Here, Defendant has failed to establish by any means how the “sub rosa” videotape contradicts or somehow discredits the testimony of any of Plaintiffs experts based on any legal criteria. Defendants have not explained if or how these experts failed to rely on personal observation, personal knowledge, or an assumption of facts finding support in the evidence. As is obvious, the “sub rosa” video was not the only evidence available to the jury, nor can an assumption be made that Plaintiffs experts opinions would have been altered in any way based on a video depicting activities Ms.
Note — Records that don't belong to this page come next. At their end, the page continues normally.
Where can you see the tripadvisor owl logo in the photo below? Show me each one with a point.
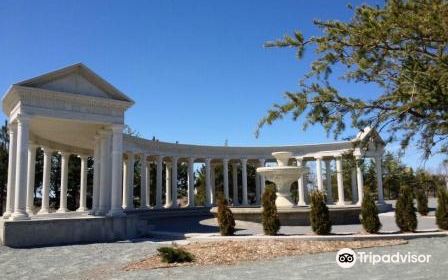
(346, 258)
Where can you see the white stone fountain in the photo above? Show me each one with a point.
(282, 176)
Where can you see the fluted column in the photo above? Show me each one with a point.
(320, 186)
(45, 205)
(117, 171)
(64, 183)
(130, 183)
(104, 173)
(301, 185)
(96, 175)
(244, 180)
(328, 181)
(213, 183)
(261, 178)
(83, 185)
(379, 178)
(144, 172)
(168, 186)
(159, 179)
(360, 180)
(235, 184)
(30, 178)
(21, 169)
(208, 188)
(340, 180)
(225, 171)
(191, 202)
(11, 185)
(174, 182)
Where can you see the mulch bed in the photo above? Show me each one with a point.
(233, 252)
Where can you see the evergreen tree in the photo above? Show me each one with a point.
(270, 219)
(369, 214)
(442, 208)
(319, 214)
(422, 202)
(405, 216)
(225, 218)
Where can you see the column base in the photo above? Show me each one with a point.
(118, 212)
(43, 211)
(340, 203)
(62, 210)
(6, 215)
(19, 216)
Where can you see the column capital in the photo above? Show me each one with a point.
(82, 156)
(47, 150)
(116, 128)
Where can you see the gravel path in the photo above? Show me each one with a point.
(105, 261)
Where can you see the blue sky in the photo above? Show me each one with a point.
(196, 69)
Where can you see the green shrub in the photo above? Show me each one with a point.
(270, 219)
(225, 218)
(422, 202)
(405, 216)
(319, 214)
(442, 208)
(174, 255)
(369, 214)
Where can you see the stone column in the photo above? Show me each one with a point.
(301, 185)
(225, 173)
(117, 171)
(30, 178)
(104, 134)
(130, 183)
(174, 182)
(208, 187)
(235, 184)
(261, 178)
(83, 185)
(45, 208)
(320, 185)
(340, 180)
(159, 160)
(21, 169)
(64, 182)
(213, 183)
(191, 182)
(244, 180)
(96, 175)
(359, 179)
(11, 184)
(328, 181)
(148, 184)
(354, 187)
(143, 182)
(168, 186)
(379, 178)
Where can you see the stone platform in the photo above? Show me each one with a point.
(299, 216)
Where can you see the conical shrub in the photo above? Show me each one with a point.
(369, 214)
(225, 218)
(319, 214)
(405, 216)
(270, 219)
(422, 202)
(442, 209)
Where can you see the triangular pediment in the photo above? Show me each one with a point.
(76, 79)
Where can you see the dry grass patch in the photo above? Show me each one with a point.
(232, 252)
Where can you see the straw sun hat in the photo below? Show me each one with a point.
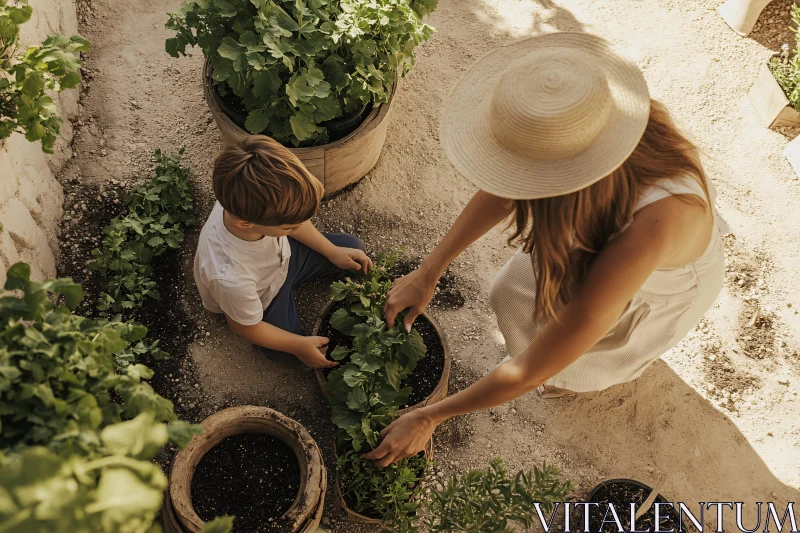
(545, 116)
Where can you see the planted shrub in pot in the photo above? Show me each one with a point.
(364, 297)
(488, 500)
(251, 462)
(374, 381)
(287, 68)
(776, 90)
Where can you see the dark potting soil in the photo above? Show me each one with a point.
(621, 494)
(252, 476)
(425, 377)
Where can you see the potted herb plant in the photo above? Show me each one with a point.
(365, 296)
(380, 367)
(26, 78)
(488, 500)
(776, 90)
(252, 463)
(316, 75)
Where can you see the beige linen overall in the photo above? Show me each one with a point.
(667, 306)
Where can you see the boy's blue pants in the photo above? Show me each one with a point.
(305, 265)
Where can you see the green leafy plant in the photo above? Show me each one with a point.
(366, 392)
(158, 213)
(786, 67)
(76, 434)
(489, 501)
(59, 383)
(295, 64)
(25, 79)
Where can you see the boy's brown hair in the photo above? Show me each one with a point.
(261, 182)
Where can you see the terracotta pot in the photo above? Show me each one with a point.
(770, 101)
(438, 394)
(305, 513)
(336, 164)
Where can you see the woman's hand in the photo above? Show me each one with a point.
(412, 292)
(403, 438)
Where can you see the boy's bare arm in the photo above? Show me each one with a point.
(310, 350)
(347, 258)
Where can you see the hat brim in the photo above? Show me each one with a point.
(469, 144)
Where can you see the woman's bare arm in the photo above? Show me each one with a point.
(414, 291)
(614, 277)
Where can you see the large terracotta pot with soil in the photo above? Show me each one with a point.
(337, 164)
(429, 380)
(250, 462)
(623, 492)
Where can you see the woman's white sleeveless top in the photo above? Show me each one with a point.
(667, 306)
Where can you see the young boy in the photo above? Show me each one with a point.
(258, 244)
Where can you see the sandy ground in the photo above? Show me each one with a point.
(720, 415)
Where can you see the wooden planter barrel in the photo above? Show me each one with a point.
(365, 519)
(770, 101)
(305, 513)
(337, 164)
(438, 394)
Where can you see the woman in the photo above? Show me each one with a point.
(620, 253)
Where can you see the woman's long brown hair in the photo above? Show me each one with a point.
(565, 233)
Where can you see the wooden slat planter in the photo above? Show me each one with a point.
(438, 394)
(771, 102)
(365, 519)
(337, 164)
(305, 513)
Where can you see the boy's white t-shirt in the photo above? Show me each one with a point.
(237, 277)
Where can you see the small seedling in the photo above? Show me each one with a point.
(158, 213)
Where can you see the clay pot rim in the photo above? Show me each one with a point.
(659, 498)
(223, 424)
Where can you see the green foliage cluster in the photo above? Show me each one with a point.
(490, 501)
(158, 213)
(76, 435)
(25, 79)
(295, 64)
(786, 67)
(366, 392)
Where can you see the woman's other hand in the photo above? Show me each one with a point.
(403, 438)
(412, 292)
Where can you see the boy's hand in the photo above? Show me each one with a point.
(311, 351)
(351, 259)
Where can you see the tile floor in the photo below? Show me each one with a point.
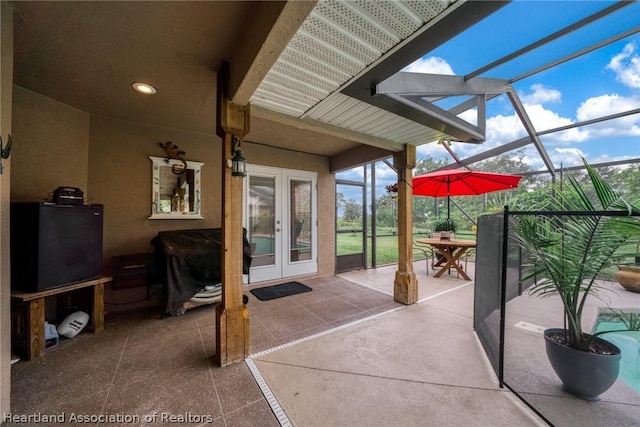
(152, 368)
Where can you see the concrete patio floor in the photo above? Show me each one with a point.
(418, 365)
(344, 354)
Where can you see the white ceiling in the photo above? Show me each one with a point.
(87, 54)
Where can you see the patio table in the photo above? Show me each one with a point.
(451, 251)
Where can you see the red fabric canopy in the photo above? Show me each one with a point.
(460, 182)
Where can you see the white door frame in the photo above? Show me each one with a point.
(283, 264)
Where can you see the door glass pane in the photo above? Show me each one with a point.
(300, 221)
(262, 226)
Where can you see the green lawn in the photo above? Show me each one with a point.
(387, 246)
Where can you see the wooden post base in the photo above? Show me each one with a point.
(232, 337)
(405, 288)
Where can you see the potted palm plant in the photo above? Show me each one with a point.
(566, 254)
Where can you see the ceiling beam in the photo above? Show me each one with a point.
(407, 93)
(326, 129)
(455, 19)
(357, 156)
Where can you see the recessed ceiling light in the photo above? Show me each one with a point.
(144, 88)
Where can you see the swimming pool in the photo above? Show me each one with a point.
(629, 344)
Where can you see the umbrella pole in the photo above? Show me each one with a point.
(448, 199)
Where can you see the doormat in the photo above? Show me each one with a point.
(279, 291)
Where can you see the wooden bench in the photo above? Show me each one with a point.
(27, 314)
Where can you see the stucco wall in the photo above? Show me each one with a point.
(109, 160)
(51, 146)
(120, 179)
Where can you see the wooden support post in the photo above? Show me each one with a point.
(232, 316)
(405, 286)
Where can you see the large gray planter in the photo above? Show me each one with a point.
(583, 374)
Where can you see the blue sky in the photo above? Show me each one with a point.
(600, 83)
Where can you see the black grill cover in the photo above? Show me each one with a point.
(189, 260)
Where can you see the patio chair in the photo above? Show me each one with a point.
(427, 251)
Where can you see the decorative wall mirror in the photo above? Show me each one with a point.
(175, 195)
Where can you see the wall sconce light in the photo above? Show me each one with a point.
(238, 162)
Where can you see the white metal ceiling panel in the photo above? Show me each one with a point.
(337, 41)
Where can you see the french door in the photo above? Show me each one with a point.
(280, 216)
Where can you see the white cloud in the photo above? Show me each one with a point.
(626, 66)
(541, 95)
(605, 105)
(430, 65)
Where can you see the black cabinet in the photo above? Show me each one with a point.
(54, 245)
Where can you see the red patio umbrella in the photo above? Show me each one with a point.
(461, 182)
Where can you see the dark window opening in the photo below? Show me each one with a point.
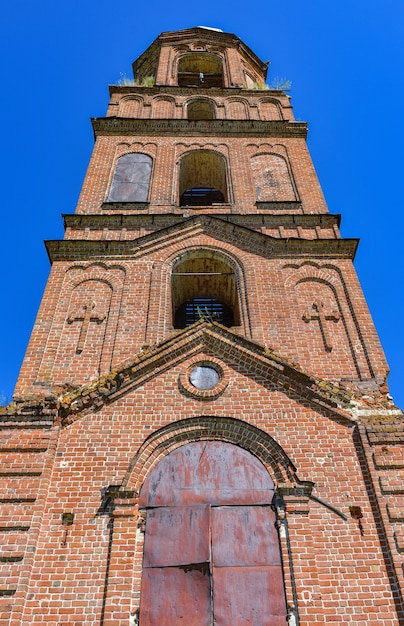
(200, 79)
(200, 69)
(201, 196)
(202, 178)
(201, 109)
(208, 309)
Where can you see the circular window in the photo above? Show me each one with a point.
(204, 377)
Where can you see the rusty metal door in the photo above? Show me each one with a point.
(211, 552)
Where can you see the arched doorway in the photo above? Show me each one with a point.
(211, 552)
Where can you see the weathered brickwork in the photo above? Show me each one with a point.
(106, 390)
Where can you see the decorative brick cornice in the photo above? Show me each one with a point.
(220, 341)
(160, 220)
(240, 236)
(203, 128)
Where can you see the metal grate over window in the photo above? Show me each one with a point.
(201, 196)
(210, 309)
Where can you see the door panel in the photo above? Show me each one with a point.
(207, 472)
(177, 536)
(252, 596)
(244, 535)
(211, 551)
(172, 596)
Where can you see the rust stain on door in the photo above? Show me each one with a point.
(211, 553)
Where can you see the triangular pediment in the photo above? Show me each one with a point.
(224, 344)
(219, 228)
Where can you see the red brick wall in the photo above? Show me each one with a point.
(96, 410)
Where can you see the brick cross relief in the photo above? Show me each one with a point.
(85, 315)
(322, 318)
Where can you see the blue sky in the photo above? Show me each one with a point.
(345, 60)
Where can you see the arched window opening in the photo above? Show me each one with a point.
(201, 196)
(200, 69)
(131, 178)
(204, 286)
(211, 547)
(202, 179)
(200, 110)
(209, 309)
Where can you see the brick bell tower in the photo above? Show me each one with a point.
(202, 431)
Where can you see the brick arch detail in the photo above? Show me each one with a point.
(242, 104)
(124, 147)
(76, 275)
(221, 149)
(163, 106)
(240, 433)
(265, 112)
(99, 271)
(160, 284)
(130, 106)
(331, 276)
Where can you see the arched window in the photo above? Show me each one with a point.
(211, 550)
(202, 179)
(201, 109)
(131, 178)
(204, 286)
(200, 69)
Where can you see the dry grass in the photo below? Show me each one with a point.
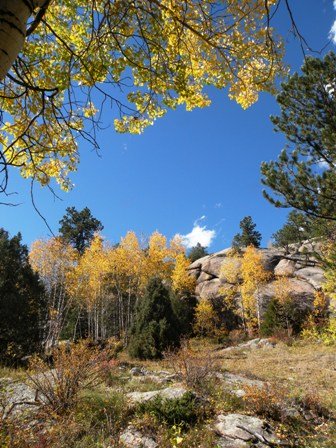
(303, 368)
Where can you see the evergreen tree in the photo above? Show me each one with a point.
(184, 307)
(22, 305)
(156, 325)
(297, 229)
(78, 228)
(304, 176)
(248, 236)
(197, 252)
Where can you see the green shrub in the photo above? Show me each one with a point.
(184, 412)
(156, 325)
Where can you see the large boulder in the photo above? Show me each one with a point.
(313, 275)
(168, 393)
(304, 275)
(285, 268)
(209, 289)
(302, 292)
(244, 429)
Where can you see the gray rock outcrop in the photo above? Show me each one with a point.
(132, 438)
(300, 266)
(168, 393)
(238, 430)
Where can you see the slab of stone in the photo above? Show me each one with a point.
(313, 275)
(169, 393)
(285, 268)
(244, 428)
(132, 438)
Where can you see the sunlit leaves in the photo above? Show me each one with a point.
(143, 57)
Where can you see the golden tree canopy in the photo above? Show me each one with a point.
(79, 56)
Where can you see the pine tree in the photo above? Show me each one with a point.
(297, 229)
(78, 228)
(248, 236)
(22, 305)
(304, 175)
(156, 325)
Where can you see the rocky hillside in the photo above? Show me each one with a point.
(305, 276)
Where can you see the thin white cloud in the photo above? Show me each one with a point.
(199, 220)
(332, 33)
(199, 234)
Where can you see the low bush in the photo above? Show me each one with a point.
(192, 367)
(73, 370)
(184, 412)
(268, 401)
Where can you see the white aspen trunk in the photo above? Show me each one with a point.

Lee’s own family testified. that she on occasion was able to participated in and/or perform.

Further, Defendant’s reliance on two family law cases, related to asset value disputes is markedly distinguishable from a civil matter wherein medical experts base their opinions on examination of a Plaintiff and provide an opinion based on their background, expertise and experience, as was the case here. Further, Defendants have relied on court opinions regarding expert valuations of tangible assets, which is markedly divergent from the valuation of a person’s future needs of a medical nature, as explained.

The Evidence Presented in the Trial Constitutes Significant Evidence
During the course of this trial, there was significant evidence with regard to the brain injury, and other physical injuries, suffered by Ella Lee. Every medical expert, Plaintiff or Defense, agreed that she did indeed suffer a brain injury. Further, the testimony of Plaintiffs experts and Defendant’s experts as to the extent of Ms. Lee’s injuries was not identical, but that is surely to be expected. The mere fact that there was contradicting expert opinion evidence does not diminish the solid value of the evidence presented.